Cela commence par vingt minutes dans un noir et blanc très contrasté, une image carrée, hyper granuleuse, tournée en 16 mm. On est en 1838 dans un Luxembourg où des vagues de famine ont décimé une population qui vit sous des régimes autoritaires et étrangers successifs. Dans un village du nord, le patriarche Graff (Jules Werner) règne en maître sur sa famille et sur les villageois qui le considèrent comme un protecteur. Tout le monde lui est soumis, en particulier les femmes, et même les jeunes filles. Quand des voleurs se font attraper, Graff les laisse partir mais garde la jeune Marie, pour la donner à un de ces fils et assurer sa lignée. Hélène, une douzaine d’années à peine, devrait être vouée au même sort. Elle s’y refuse et fuit, aidée par Jon, un des fils de Graff. À la fin de cette séquence d’ouverture aussi belle que brutale, elle est laissée pour morte.

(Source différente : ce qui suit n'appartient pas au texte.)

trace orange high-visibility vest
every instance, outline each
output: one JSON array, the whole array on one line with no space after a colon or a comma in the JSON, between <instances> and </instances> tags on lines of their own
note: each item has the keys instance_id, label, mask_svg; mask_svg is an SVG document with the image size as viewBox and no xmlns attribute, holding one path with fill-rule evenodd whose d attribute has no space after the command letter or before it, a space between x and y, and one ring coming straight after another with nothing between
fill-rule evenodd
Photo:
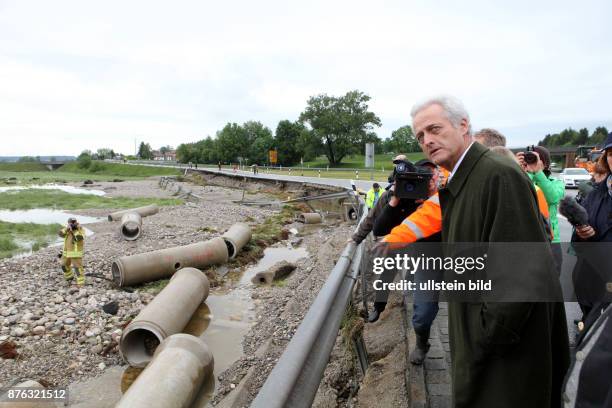
<instances>
[{"instance_id":1,"label":"orange high-visibility vest","mask_svg":"<svg viewBox=\"0 0 612 408\"><path fill-rule=\"evenodd\" d=\"M552 229L548 213L548 204L542 190L536 186L538 207L547 225L546 230L552 239ZM442 209L438 193L432 195L410 214L400 225L393 228L383 242L410 244L442 231Z\"/></svg>"},{"instance_id":2,"label":"orange high-visibility vest","mask_svg":"<svg viewBox=\"0 0 612 408\"><path fill-rule=\"evenodd\" d=\"M438 193L432 195L410 214L400 225L393 228L383 242L412 243L442 231L442 210Z\"/></svg>"}]
</instances>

Läif a Séil (que l’on peut traduire par « Corps et âme » mais dont le titre français est Les dernières cendres) va élargir le cadre pour atteindre le cinémascope, prendre des couleurs (en restant dans une palette terne qui correspond au titre), sortir du village pour s’enfoncer dans la forêt. Le film prend alors les traits d’un western à la sauce luxembourgeoise. Mais le pays est ce qu’il est : Point de grandes étendues sauvages où les fétus de paille roulent au vent, pas de paysages taillés dans la pierre ocre des canyons, mais des chemins tortueux dans les bois denses, des rochers moussus et des terres lourdes et humides. Cette nuance géographique mise à part, le réalisateur Loïc Tanson, livre un revenge movie qui obéit aux codes du genre. On retrouve Hélène devenue adulte (Sophie Mousel). Elle a pris le nom de Oona et voyage à cheval. Comme dans bien des westerns, ce personnage étranger, venu de l’extérieur, va bouleverser le village où il arrive. Les étapes de la vengeance sont assez claires : peu à peu, tous les protagonistes des souffrances enfantines d’Hélène vont payer de manière plus ou moins sanglante.
Les cases du western sont cochées peu à peu. D’abord la lonesome cowgirl, puis une série de personnages âpres et brutaux. Le cadrage sur les regards en coin ou des gros plans sur les armes, sont bien amenés. D’autres codes sont apportés moins subtilement : une tête agonisante enfouie dans le sol par-ci, un cheval dans la boue par là, et une dispensable attaque de fort (les soldats sont à l’extérieur, là où sont généralement les Indiens). Loïc Tanson a bouffé du film depuis sa plus tendre jeunesse et ça se voit, ça se sent. Surtout en bien, avec des références à Sergio Leone (pour les plans de mise à mort), à Tarantino (pour le sang qui gicle abondement, l’humour en moins), en passant par le Coppola d’Apocalypse Now (pour certains face-à-face) ou le Scorsese de Gangs of New York (pour la cruauté des personnages). Parfois en moins bien, quand il faut prendre les forceps pour que les citations entre dans le scénario.
Le film aligne les superlatifs : le plus cher du cinéma grand-ducal (4,9 millions d’euros), le premier western luxembourgeois, le candidat aux Oscars, les 270 personnes (et chevaux) impliquées, le casting XXL (si tu es un acteur luxembourgeois qui n’est pas à l’affiche, tu as raté ta carrière). Cela pourrait irriter ou desservir. Au bout du compte, c’est du grand spectacle, avec des comédiens, et surtout des comédiennes (big up Jeanne Werner) au meilleur d’elles-mêmes, avec une caméra qui fait ce qu’elle doit (servir le propos, sans bravoure, avec justesse, bravo Nikos Welter) et une musique tout ce qu’il y a de plus contemporaine (composée par Thorunn et Mike Koster de When ’airy met Fairy) qui sied à l’ambiance dramatique du film. C’est dur, c’est violent, ça envoie des uppercuts et on en redemande.